They are watching us. That’s all we’ve heard for the last couple of weeks. And over that time, many people (ok, like one guy on Twitter) have asked me my opinion, as an alleged expert on internet legal issues. In fear the government was reading me, I have been twiddling my thumbs for a week. Screw it, let’s do this thing. And you may be surprised at my reaction.
So let’s take a step back as we often do in these opening paragraphs to explain what I’m on about, for those of you who have been in a cabin in the woods recently. A couple of weeks ago, The Guardian had a whistleblower – a (now former) employee at an NSA (National Security Agency) subcontractor – expose all sorts of allegedly nefarious electronic spying by the U.S. Government. All of us in Canada we’re like “meh.” It’s the States, they have terrorists to stop, whatevs, we don’t really care.
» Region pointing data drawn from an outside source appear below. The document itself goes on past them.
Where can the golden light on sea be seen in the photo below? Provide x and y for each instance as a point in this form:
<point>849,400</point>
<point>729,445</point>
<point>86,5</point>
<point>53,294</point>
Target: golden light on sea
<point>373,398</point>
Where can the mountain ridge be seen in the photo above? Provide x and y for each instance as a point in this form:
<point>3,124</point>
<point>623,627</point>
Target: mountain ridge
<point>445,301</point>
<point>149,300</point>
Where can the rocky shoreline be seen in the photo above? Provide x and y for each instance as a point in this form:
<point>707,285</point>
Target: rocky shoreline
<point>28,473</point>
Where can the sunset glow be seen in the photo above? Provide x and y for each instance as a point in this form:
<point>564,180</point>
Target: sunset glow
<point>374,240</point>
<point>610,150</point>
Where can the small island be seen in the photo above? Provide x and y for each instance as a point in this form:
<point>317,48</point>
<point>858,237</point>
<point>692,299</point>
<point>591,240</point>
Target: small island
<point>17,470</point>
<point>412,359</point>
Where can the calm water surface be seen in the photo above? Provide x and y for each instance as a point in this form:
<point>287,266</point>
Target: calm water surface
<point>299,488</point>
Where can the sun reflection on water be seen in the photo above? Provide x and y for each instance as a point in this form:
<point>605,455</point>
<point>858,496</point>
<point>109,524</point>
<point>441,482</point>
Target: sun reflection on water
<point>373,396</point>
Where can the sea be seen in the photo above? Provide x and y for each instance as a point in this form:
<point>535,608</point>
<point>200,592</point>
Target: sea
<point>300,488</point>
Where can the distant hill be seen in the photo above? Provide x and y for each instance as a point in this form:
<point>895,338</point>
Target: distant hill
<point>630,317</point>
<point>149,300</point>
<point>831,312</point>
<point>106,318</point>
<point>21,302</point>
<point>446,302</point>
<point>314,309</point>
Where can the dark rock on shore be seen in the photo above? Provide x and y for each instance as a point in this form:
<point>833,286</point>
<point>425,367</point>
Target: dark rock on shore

Well it didn’t take long for the Canadian media to report that our government was pretty much doing the same thing! We have a super secret organization called Communications Security Establishment Canada (CSEC) which was eavesdropping on Canadians. Panic in the disco! TIME TO FREAK THE FUCK OUT, EH?
Well I didn’t freak out. And I don’t think you should either; you can freak out over something much more nefarious if you like. We’ll get to that. But first, we need to establish what exactly the government is doing. In Michael Geist’s latest, he writes:
The government has tried to downplay the public concern by focusing on two safeguards… it notes that the data captured is metadata rather than content and, therefore, does not raise significant privacy issues.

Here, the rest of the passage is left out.